Sunday, October 6, 2013

The Forgotten Food Group Series #1

Solar Flares and You

by Christina Carson



Far from this blue planet we call home, our sun holds its position like a great Mother overseeing her offspring. The mystery and magic of the whole cosmic affair does not elude even those whose job it is to explain how large bodies can appear to hang in alleged nothingness. Our sun is a sustainer of life on our planet, but she is as fierce as she is enigmatic. Occasionally, she ejects from her seething mass a brief eruption of high-energy radiation in the form of solar flares as well as the more intense coronal mass ejections (CMEs). These massive bursts of solar wind carrying the particles from these eruptions can travel to earth in 3-5 days and set up what we call electromagnetic storms. They affect us, indeed they do. Power outages, radio and GPS transmission interference and accelerated decay of low-orbiting satellites are evidence of their technological impact on human beings.  Yet though these storms create a good bit of mischief, they also enhance one of the most surreal experiences found in the natural world.

When the sun begins flinging charged particles into space like a flamingo dancer throwing scarfs, those who live in the upper latitudes see the most dramatic light show on earth.

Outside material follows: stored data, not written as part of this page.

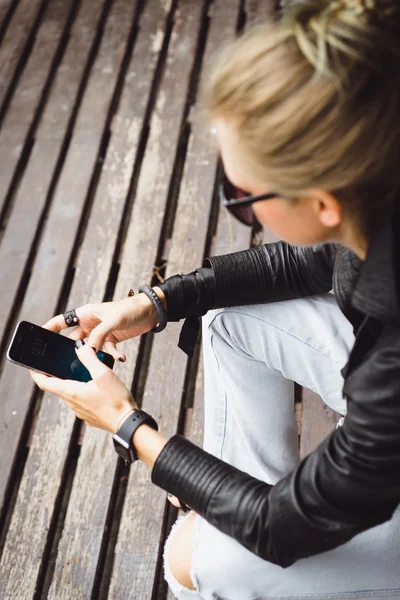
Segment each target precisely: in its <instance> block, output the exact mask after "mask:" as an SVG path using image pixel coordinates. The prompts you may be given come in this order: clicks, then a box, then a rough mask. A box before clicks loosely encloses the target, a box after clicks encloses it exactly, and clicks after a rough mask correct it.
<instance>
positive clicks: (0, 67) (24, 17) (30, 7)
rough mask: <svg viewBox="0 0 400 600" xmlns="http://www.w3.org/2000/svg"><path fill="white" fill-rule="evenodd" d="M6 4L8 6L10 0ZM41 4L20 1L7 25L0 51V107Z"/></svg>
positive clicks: (28, 39)
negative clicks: (7, 27) (12, 16)
mask: <svg viewBox="0 0 400 600" xmlns="http://www.w3.org/2000/svg"><path fill="white" fill-rule="evenodd" d="M5 4H6V2H2V6H4V5H5ZM7 4H10V0H9V1H8V2H7ZM42 4H43V0H21V1H20V2H19V4H18V6H17V9H16V11H15V13H14V15H13V17H12V19H11V21H10V23H9V25H8V28H7V31H6V33H5V36H4V38H3V41H2V44H1V50H0V107H1V106H2V105H3V102H4V99H5V96H6V95H7V92H8V90H9V87H10V84H11V81H12V79H13V77H14V73H15V69H16V68H17V65H18V62H19V61H20V59H21V55H22V54H23V52H24V49H25V47H26V46H27V45H29V43H30V38H31V36H32V29H33V26H34V24H35V21H36V19H37V17H38V13H39V12H40V10H41V6H42ZM2 13H3V9H2Z"/></svg>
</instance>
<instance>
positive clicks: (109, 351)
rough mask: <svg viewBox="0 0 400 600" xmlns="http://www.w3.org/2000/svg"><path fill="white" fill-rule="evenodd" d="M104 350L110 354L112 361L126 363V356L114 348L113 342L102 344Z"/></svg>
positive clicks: (109, 341) (106, 342)
mask: <svg viewBox="0 0 400 600" xmlns="http://www.w3.org/2000/svg"><path fill="white" fill-rule="evenodd" d="M104 350H105V351H106V352H108V354H111V356H112V357H113V358H114V360H119V361H120V362H125V361H126V356H125V354H124V353H123V352H119V351H118V350H117V348H116V345H115V344H114V342H110V341H108V342H104Z"/></svg>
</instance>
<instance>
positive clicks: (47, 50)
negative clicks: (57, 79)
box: [0, 0, 73, 288]
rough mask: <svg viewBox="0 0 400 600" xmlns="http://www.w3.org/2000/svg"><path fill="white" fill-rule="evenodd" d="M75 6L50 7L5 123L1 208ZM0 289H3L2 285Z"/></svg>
mask: <svg viewBox="0 0 400 600" xmlns="http://www.w3.org/2000/svg"><path fill="white" fill-rule="evenodd" d="M72 5H73V0H52V2H50V4H49V5H48V8H47V10H46V11H45V13H44V16H43V21H42V23H41V26H40V28H39V30H38V33H37V37H36V41H35V45H34V47H33V49H32V52H31V53H30V55H29V60H28V62H27V65H26V67H25V70H24V72H23V74H22V76H21V79H20V81H19V83H18V86H17V87H16V89H15V92H14V96H13V98H12V101H11V104H10V106H9V108H8V110H7V113H6V116H5V119H4V121H3V125H2V129H1V133H0V206H1V204H2V203H3V201H4V200H5V198H6V195H7V193H8V192H9V189H10V186H11V182H12V180H13V177H14V172H15V170H16V168H17V165H18V161H19V159H20V158H21V154H22V152H23V149H24V146H25V143H26V141H27V138H28V132H29V128H30V126H31V124H32V121H33V119H34V116H35V113H36V111H37V109H38V106H39V101H40V98H41V95H42V92H43V88H44V85H45V83H46V80H47V78H48V75H49V69H50V67H51V64H52V62H53V60H54V57H55V54H56V53H57V51H58V47H59V44H60V41H61V39H62V35H63V31H64V28H65V25H66V23H67V20H68V15H69V12H70V10H71V7H72ZM0 288H3V285H2V284H1V283H0Z"/></svg>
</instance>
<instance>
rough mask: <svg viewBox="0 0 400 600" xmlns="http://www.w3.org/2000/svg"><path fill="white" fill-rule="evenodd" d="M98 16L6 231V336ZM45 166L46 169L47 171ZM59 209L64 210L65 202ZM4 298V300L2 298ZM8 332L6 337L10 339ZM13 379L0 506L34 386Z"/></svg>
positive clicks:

The auroras at either pole fill the night sky with wavy curtains of neon, a cosmic whimsy of startling beauty. Who would imagine that the flaming winds of a molten sun would transmute themselves on earth into sheets of changing colors spread across the darkness, unfurling as if caught in a gentle breeze?

It was October of 2002. We had just returned from picking up our folbot kayaks and were determined to be in them before the day’s end. Even though it was late when we arrived at the lakeside cabin we’d reserved for this moment, undaunted, we put them together and slipped them onto Lake Guntersville. It was well after 10:00 PM. To say it was dark out on the water would be an understatement of some magnitude. But that darkness caused us to notice a diffuse red glow in the northern sky. At first we thought it was a large fire’s glow, but as it grew in intensity, we thought perhaps a forest fire. Slowly it took a shape which struck a familiar chord in me. I yelled to Bert since I couldn’t see him, “Darlin’, that’s the aurora, all the way down here in Alabama, the Northern Lights… my god.” A flood of memories of my Canadian home—sweet, distant and wild—came to me, woven through with stories that filled them. The Northern Lights had again lit up my life.

Stop for a moment and consider: the caprice of our sun 93 million miles away, while perhaps darkening some part of the world, lit up ours in a show of boggling beauty. Two crazy people kayaking in the pitch dark see a sight they wouldn’t have been able to share otherwise. Is this not an amazing universe? Are we perhaps interconnected with the rest of the natural world to a degree we can hardly imagine? Were we to sense that interconnectedness more deeply, would we stop tripping over our disappointments and embrace more passionately this extraordinary opportunity called life on earth?

Every day, we need to feed our spirit along with our body.
One spoonful of awe is all it takes.